‘Hidden Figures,’ Is a Heroic Look at Jobs Well Done

The satisfying film follows three pioneering black women mathematicians at NASA.

If it were more purely about the workplace and less about the homefront, Hidden Figures might have an even stronger case for shining a light on unknown American history. The history in this case surrounds NASA and the lives of three black women who set a new standard for the status of African-Americans in the space program. The three women only occasionally overlap, but we meet them in an outstanding opening scene as they carpool to NASA’s Virginia site in the early 1960s. A minor problem stops the car, which is really no challenge given the mechanically minded women driving it; the ladies bide their time with jokes and easy, confident banter as they tinker with the engine.

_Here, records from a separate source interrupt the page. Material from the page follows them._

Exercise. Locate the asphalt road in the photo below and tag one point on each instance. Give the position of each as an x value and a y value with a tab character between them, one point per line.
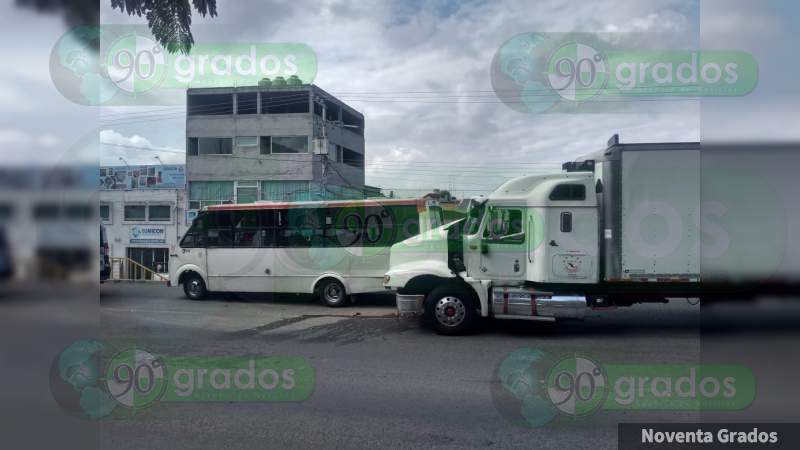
386	382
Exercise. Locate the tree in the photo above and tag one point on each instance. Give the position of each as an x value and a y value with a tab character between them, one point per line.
169	20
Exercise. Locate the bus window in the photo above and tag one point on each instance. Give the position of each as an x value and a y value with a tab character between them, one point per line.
267	223
245	229
219	232
302	228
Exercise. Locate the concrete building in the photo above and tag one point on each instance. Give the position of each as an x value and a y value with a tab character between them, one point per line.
143	209
281	143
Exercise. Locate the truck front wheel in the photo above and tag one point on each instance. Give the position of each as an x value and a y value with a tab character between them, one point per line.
451	310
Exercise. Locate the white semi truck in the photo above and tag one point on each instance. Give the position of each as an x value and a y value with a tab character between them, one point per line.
632	223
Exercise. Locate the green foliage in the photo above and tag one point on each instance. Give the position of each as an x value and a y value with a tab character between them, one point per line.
169	20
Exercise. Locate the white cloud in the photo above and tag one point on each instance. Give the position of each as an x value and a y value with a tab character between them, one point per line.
136	150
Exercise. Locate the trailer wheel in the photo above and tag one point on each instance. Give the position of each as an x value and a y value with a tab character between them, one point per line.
451	310
194	287
332	293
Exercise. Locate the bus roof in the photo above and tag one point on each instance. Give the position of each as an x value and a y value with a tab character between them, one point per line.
317	204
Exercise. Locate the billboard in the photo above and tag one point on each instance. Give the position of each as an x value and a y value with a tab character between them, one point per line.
160	176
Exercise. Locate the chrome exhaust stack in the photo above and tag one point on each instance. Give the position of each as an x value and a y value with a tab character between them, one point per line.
529	304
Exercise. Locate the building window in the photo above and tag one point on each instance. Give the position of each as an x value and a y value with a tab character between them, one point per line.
46	211
210	146
159	213
135	212
207	193
246	191
79	212
246	141
353	122
289	144
266	145
247	103
284	102
6	212
105	213
352	158
209	104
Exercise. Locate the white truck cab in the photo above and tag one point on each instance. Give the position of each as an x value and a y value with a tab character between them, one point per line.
533	230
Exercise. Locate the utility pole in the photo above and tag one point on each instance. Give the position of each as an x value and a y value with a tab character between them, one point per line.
323	185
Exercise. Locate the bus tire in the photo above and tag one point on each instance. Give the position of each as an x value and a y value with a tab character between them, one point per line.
332	293
194	287
451	310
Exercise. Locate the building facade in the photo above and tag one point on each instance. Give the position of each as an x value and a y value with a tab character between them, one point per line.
287	143
143	209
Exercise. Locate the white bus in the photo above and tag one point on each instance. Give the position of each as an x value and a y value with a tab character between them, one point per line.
328	248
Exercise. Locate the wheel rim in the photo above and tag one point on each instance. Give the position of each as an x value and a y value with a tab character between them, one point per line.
195	288
450	311
333	293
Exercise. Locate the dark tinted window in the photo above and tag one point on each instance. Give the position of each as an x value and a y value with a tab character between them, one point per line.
568	192
247	103
284	102
210	104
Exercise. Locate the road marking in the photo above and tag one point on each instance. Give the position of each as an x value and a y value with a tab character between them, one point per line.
306	324
151	311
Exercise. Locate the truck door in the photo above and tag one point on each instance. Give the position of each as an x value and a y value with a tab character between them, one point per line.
503	249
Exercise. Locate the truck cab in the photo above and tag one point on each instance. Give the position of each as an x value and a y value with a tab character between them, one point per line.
515	255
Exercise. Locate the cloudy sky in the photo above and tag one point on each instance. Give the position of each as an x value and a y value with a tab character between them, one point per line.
391	49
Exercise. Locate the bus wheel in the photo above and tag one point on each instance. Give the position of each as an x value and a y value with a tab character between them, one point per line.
332	292
451	310
194	287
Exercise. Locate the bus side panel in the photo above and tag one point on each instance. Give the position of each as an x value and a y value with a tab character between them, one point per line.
296	268
367	267
241	269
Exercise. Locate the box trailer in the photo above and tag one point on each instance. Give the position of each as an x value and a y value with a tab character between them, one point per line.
632	223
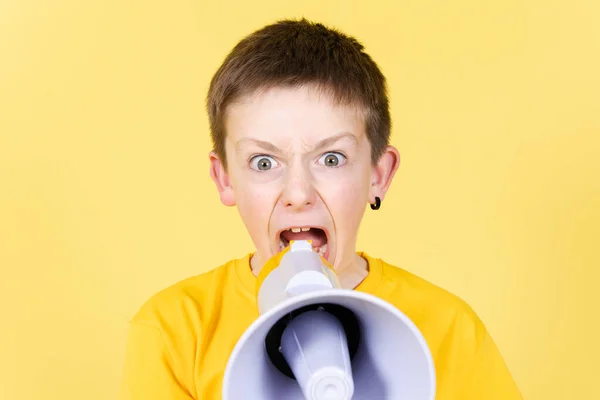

Then a police cruiser stops by, and the freeze that descends over the scene is immediate. The cop isn’t especially menacing; but these are black women and a white police officer in the Jim Crow South, and that is enough for instant watchfulness.

A terrific moment, which though defused sets the tone for what is to come. Throughout Hidden Figures the reality of being black and female is presented as a struggle that never ends. Taraji P. Henson plays Katherine G. Johnson, a former math prodigy hired as a “computer” for NASA. Promoted to work in the Space Task Group with a large room of white men, Johnson fights many of the film’s battles. Luckily, math is color-blind, a fact observed by her grouchily impressed boss, Kevin Costner; he’s aging into a solid character actor, and he turns into Ed Asner for the duration of this part. Jim Parsons, on break from The Big Bang Theory, plays the most skeptical of Johnson’s colleagues.

Another computer, Mary Jackson, is played by singer Janelle Monáe, who proves that her splendid turn in Moonlight was no accident. Jackson is determined to be an engineer, and gets swept upstairs in the rush to beat the Soviets to the moon (it’s intriguing to think that already-deserving African-Americans might have gotten opportunities faster because of the urgency of the space race). The third historical figure is Dorothy Vaughan, the supervisor of the “colored” computer department. Except she isn’t officially the supervisor, because—as her frosty boss (Kirsten Dunst) explains—NASA doesn’t award supervisory jobs to certain kinds of people. Octavia Spencer plays Vaughn with her usual razor-sharp ability to pass from comedy to “Are you effing kidding me with this?” steeliness.

The script, by Allison Schroeder and director Theodore Melfi, includes off-hours scenes for the three principals, which are less dynamic than the office material. One can imagine a leaner, tougher movie that focuses entirely on the professional lives of these women, since that is after all its point. The domestic scenes, which include the widowed Katherine’s interest in a military suitor (Mahershala Ali, the Oscar favorite from Moonlight), are soft by comparison. Hidden Figures also has a few too many feel-good moments that seem unlikely given the early-’60s setting—presumably included to give contemporary audiences a chance to vent about the stupid unfairness of a system that excluded some citizens from the American Dream, or at least made them use separate bathrooms while pursuing it.

The business of having a “colored” bathroom at NASA becomes a running storyline in the film, as Katherine Johnson must sprint across a large campus just to reach the washroom. The film plays this for comedy for a while—it’s a little too eager to go for cute jokes—but the device has a satisfying conclusion, whether or not the scene of Costner’s brusque boss demolishing the signs of segregation is a fabrication. What’s moving about Hidden Figures is not the big moments, but the simpler spectacle of people doing their jobs well (an underrated subject for movies), especially when “doing their jobs well” is made harder for them by a rigged system. That’s when work becomes heroic, whether or not a space race hangs in the balance. Hidden Figures, Rated PG. Opens Fri., Jan. 6 at various theaters.